What the Professionals Do Differently
Professional trend followers almost certainly got hit today. If you’ve been running a systematic trend strategy, you were probably long precious metals, they’ve been trending up for months. There’s no way to avoid taking a loss when a market moves 8-20% against you in a single session.
But here’s the critical difference: trend followers limit their risk in any one market or sector by design. Position sizing is based on equal risk allocation between markets. An equal-risk approach means that the higher the volatility of an asset, the smaller a position it has in the portfolio. This is an essential step in constructing a well-diversified portfolio because of the wide range of volatilities exhibited by various assets.
This isn’t just theoretical portfolio construction, it’s survival architecture. A systematic trend following portfolio might have 30-60 positions across commodities, currencies, bonds, and equity indices. When silver blows up, the long bond position or short equity position might be doing just fine, dampening the overall portfolio impact.
In addition, during periods of high market turbulence, systematic managers may reduce position sizes or increase cash holdings. Conversely, in calmer markets, they might increase leverage to maintain their target risk level. The general goal is to keep risk and the expected distribution of returns steady over time, which can help smooth out returns and manage drawdowns.
Indeed, a look at the Trend Following positions for Silver inside of the Cockroach Fund, which allocates to different trend followers across multiple time frames, shows the position size peaking back in early December, and down to nominal exposure coming into today.

source: Mutiny Funds
Compare this to the retail trader who went “all-in” on silver futures at each new high during December and into January here. That’s not a trading strategy, that’s a lottery ticket with worse odds.

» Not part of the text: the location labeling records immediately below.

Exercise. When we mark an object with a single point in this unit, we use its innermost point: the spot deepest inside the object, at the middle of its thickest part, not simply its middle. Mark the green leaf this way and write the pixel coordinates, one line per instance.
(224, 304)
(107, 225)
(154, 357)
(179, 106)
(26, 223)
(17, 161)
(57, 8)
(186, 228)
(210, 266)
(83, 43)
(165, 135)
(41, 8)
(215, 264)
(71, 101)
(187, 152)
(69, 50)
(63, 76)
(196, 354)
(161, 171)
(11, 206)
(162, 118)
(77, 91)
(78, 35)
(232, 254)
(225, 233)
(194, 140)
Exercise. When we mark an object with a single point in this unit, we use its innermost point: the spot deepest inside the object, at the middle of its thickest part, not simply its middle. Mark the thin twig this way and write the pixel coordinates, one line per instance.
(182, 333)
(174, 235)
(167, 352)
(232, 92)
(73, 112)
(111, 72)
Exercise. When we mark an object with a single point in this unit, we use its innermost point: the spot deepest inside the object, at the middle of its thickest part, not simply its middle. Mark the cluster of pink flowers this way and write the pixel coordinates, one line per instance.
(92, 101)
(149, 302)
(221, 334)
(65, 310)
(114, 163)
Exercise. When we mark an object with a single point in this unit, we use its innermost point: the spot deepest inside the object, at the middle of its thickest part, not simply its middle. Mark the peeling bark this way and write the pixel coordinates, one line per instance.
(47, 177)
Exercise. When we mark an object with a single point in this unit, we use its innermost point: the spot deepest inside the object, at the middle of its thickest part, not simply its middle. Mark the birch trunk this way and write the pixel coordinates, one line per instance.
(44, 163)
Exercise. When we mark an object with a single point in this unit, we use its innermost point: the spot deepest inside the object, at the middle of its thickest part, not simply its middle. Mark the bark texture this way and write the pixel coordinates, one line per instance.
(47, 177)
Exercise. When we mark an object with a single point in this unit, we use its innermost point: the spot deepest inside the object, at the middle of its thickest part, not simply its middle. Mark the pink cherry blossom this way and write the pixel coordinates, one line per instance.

Trend followers surely got hit today, but by design they risk a small percentage on each trade, typically around 0.25% of equity per position, allowing it to float higher when profits are in hand.But even with giving up profits and even with significant slippage beyond stops, this isn’t a death knell for Trend. Painful, but not catastrophic. The portfolio lives to trade another day.
Days like today separate the systematic from the speculative, the professionals from the punters. Trend followers will regroup, adjust positions, and continue executing their process. They’ve seen days like this before and they’ll see them again. Their risk management isn’t designed for the good times, it’s designed for exactly this.